Tuesday, July 10, 2012

Message in a bottle


So you have a great campaign or initiative or viewpoint you want to communicate to your clients. Where do you start?

Presumably by:


  • generating relevant content, 
  • creating collateral, 
  • drawing down a target list of interested parties
  • prepare electronic mail to send to the target group
  • approaching the media to see if you can generate interest
  • maybe organise an event, 
  • put something on the website
  • by some advertising 

Then you stand back, press go and watch everything disappear into the ether.

Which is followed by the wait. Not literally of course, because you have to manage all the moving parts. But the reality is that you are now waiting for your clients and targets to read, watch, hear, search or simply trip over the relevant content. And once they have you rely on them to make the effort to come back and ask you for more.

This is the modern equivalent of communicating via a message in a bottle. Once upon a time it made sense, but it seems utterly anachronistic now. Your employees and colleagues are connected to their market in ways that simply didn't exist previously. They correspond and collaborate via LinkedIn, Facebook and Twitter more than they do via phone or in person.

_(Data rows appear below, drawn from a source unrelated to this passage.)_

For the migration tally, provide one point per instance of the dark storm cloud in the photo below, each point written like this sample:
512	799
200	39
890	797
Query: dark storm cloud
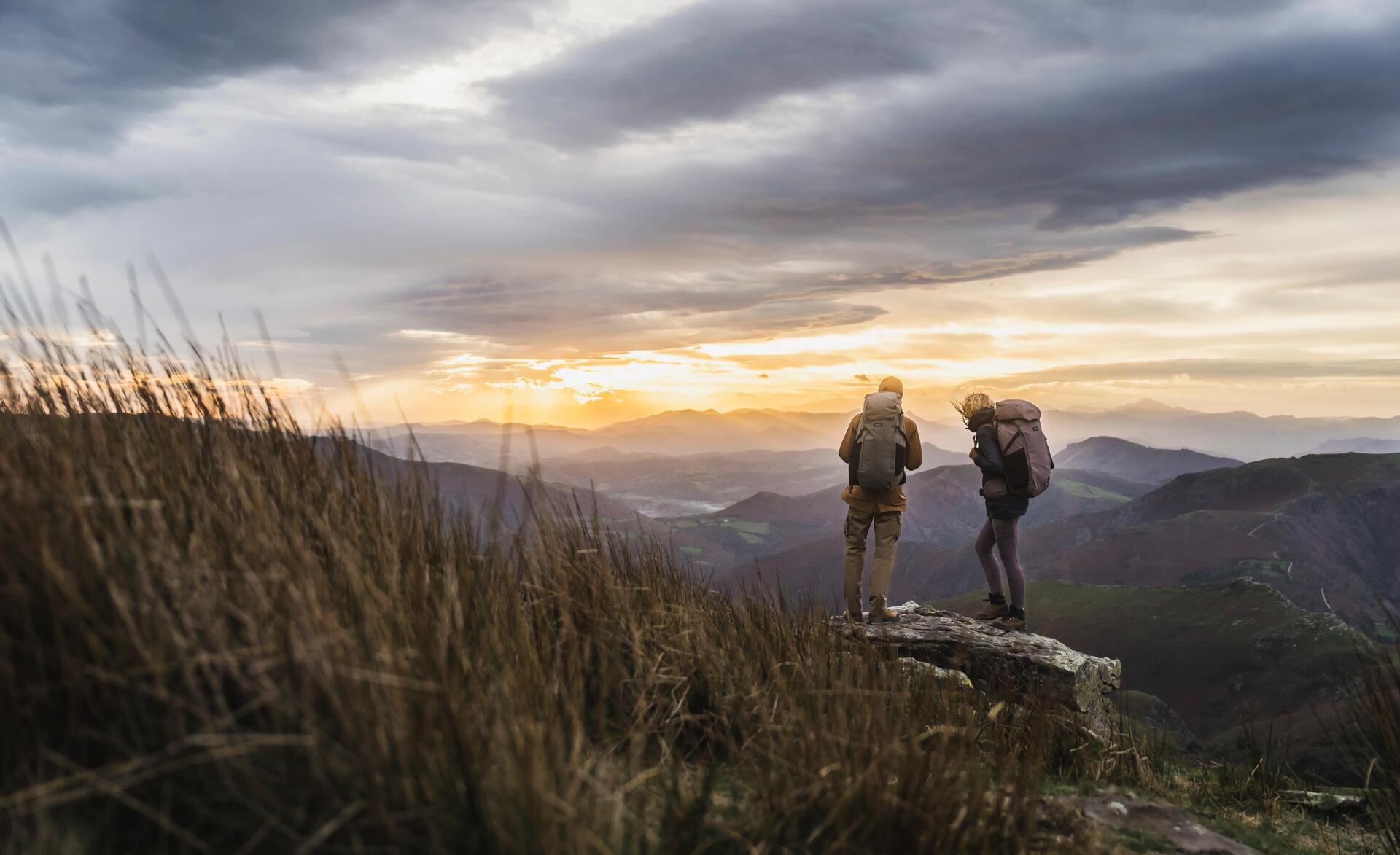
715	59
528	310
77	71
1089	147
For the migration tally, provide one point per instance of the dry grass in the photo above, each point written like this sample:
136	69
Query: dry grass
220	636
1377	736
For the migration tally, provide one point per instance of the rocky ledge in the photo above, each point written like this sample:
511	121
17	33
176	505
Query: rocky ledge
1021	663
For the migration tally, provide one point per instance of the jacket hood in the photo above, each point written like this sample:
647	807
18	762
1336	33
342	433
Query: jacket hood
980	418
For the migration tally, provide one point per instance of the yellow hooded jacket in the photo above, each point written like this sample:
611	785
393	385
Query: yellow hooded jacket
892	500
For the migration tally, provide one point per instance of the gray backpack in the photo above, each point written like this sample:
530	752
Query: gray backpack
1025	453
881	445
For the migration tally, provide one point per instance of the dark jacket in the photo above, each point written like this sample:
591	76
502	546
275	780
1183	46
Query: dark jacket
989	461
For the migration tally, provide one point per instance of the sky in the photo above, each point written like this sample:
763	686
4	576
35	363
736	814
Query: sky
578	213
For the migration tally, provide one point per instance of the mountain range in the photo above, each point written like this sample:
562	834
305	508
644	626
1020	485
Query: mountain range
1231	591
1235	436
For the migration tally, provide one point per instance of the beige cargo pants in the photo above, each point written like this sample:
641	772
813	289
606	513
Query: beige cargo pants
887	535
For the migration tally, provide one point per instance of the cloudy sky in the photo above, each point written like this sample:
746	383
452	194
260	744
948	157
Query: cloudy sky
590	210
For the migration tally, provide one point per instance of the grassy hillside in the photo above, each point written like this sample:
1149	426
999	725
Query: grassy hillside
219	636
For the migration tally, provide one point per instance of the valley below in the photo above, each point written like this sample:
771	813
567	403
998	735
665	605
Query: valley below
1237	593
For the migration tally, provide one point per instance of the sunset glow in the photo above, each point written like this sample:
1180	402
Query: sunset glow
490	219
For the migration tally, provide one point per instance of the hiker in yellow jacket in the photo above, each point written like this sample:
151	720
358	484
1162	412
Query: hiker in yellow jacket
878	510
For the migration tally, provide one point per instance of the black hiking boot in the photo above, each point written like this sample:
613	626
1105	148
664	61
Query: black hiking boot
1015	619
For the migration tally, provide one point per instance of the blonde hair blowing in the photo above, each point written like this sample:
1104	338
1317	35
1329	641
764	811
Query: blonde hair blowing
973	402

It makes no sense to bypass your people, and their connections and networks, if you want to communicate with your targets, because that is where the relationships already exist. Where the conversations will naturally occur and where the dialogue that could build to engagement can easily begin.

In a networked world:


  1. Lobbing material over the heads of our people into the market is inefficient.
  2. Ignoring the power of existing relationships and contacts is wasteful.
  3. Expecting our clients to make the running in an engagement is fanciful.

So, if this all does sound familiar, then its time to change the music.